By Shaun Lim
While the sheer diversity of the Asia-Pacific region is creating many challenges for video service providers, the same factor is in turn helping foster creativity in addressing these challenges. “What we are seeing is the world of video becoming more heterogeneous as the need for profits in the streaming world is throwing up new solutions,” said Louis Boswell, CEO of the Asia Video Industry Association (AVIA), in a discussion with APB+ on a rapidly evolving world of video characterised by diversification of services and business models.
He stated that the onus is very much on operators to find what works best for them.
“There is no one answer and every company needs to decide what is right for them, but increasingly, additional services are being packaged together with video — for instance, gaming or e-commerce.
“Meanwhile, business models are expanding from an over-reliance on only subscription to focus more on advertising and now in some cases, e-commerce revenue. TV shopping is being reinvented in the online world, and the lead is coming from China.”

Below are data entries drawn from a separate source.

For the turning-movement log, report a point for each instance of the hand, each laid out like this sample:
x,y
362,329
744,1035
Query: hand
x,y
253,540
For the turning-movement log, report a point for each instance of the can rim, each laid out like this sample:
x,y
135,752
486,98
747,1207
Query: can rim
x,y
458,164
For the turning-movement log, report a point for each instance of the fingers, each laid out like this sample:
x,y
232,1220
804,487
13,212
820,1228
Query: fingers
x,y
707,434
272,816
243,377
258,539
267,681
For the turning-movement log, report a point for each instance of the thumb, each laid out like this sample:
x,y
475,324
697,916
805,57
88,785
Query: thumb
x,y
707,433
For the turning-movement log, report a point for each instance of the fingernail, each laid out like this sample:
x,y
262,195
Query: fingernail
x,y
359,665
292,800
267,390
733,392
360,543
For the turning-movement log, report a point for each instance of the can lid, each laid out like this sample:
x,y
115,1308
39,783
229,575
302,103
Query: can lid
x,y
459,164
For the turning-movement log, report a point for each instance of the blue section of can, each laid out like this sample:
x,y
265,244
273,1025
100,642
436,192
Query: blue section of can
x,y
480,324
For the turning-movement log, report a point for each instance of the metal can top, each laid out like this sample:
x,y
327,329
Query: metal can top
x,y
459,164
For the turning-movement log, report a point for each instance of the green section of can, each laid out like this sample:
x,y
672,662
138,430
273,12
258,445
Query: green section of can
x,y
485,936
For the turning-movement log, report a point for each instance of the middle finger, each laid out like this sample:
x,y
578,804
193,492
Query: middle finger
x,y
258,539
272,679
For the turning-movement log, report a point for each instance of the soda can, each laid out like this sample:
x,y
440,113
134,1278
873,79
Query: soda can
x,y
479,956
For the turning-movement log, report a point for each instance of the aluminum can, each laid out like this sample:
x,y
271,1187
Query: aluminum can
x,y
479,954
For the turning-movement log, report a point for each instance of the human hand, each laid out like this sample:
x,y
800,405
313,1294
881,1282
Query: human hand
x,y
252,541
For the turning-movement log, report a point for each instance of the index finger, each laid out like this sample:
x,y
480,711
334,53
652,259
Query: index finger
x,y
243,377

APB+ spoke to Bowell after the successful conclusion of the Asia Video Summit (AVS) 2023 in June, which besides highlighting how diversity is the key to success in the Asia-Pacific region, also delved extensively into how monetisation can be driven by Connected TV (CTV) and free ad-supported streaming television (FAST), the latter of which offers streaming TV services supported by advertising, as opposed to paid subscriptions.
While acknowledging that FAST is already a “major business” in the US, Boswell is more cautious when assessing whether FAST can prevail in APAC.

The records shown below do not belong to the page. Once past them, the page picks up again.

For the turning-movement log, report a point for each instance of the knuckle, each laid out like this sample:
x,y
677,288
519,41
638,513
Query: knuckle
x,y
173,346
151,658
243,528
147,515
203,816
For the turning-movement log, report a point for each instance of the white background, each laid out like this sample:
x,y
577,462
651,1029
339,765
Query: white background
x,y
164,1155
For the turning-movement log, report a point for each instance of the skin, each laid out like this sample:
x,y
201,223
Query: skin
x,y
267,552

“It would appear that the answer to that, at this stage, is different market by market,” he said. “The appeal is clear – you have a large number of free ad-supported linear channels for viewers so it is a good consumer proposition, and it is a good opportunity for content owners, if there is enough advertising and viewership to generate significant revenue.
“The conditions for success look as though they may be present in markets like Australia, South Korea and Japan, but currently it is premature to talk about FAST in most markets in South-east Asia.”
During AVS 2023, he also shared key findings from a recent AVIA commissioned research, where consumers felt that premium over-the-top (OTT) was of higher quality than mass streaming video environments (58% vs 36%), and commanded higher attention (49% vs 35%). Where product recall and brand recall for ads were concerned, those shown in a premium environment received 10% and 12% uplift respectively.
This, said Boswell, provides a unique and not sufficiently exploited opportunity for advertisers of all sorts to increase the efficiency of their campaigns. Many media planners and their advertising buyers however, fail to recognise that not all video environments are equally effective because consumers engage with video ads in different ways.
He elaborated, “In a nutshell, the levels of consumer engagement with premium video is higher and therefore advertising is more effective. If you are looking for a digital alternative to TV for your ad buy, then it seems obvious that the place to go is the digital alternative to TV that is being embraced by consumers – namely premium OTT services.
“All too often, TV is being replaced by social media and video sharing services in advertising buys. These are clearly legitimate and often effective advertising options, but we don’t believe, and the research supports this, that they are adequate replacements for TV.
“When it comes to the content environment, premium OTT basically is TV, just delivered by different technology.”
Another key theme of AVS 2023 was around the success of Asian content and storytellers, particularly those hailing from South Korea.
With Hallyu, or the Korean Wave, which refers to the global popularity of South Korea’s cultural economy exporting pop culture, entertainment, music, TV dramas and movies riding high, it is hard to look beyond this country for inspiration.
Netflix, encouraged by the global popularity of iconic titles such as Squid Game and The Glory, plans to invest US$2.5 billion in South Korea over the next four years to produce Korean TV series, movies and unscripted shows, doubling the amount the video streaming giant has invested in the market since 2016.
Ted Sarandos, Co-CEO, Netflix, declared, “We were able to make this decision because we have great confidence that the Korean creative industry will continue to tell great stories.”
While it would appear that South Korean creators have cracked the code on engaging storytelling that offers what consumers want, it has been the result of years of hard work, and others who wish to achieve similar success must be ready to forge their own path forward.
Boswell concluded, “What was clear is that the success in South Korea was not by chance. Instead, it is through years of planning, investment and co-ordination between industry and government.
“There is certainly the desire to emulate South Korea in many markets, and Thailand appears to be the one about which there is most optimism … but only time will tell whether they or anyone else has laid the foundations for success as rigorously as South Korea.”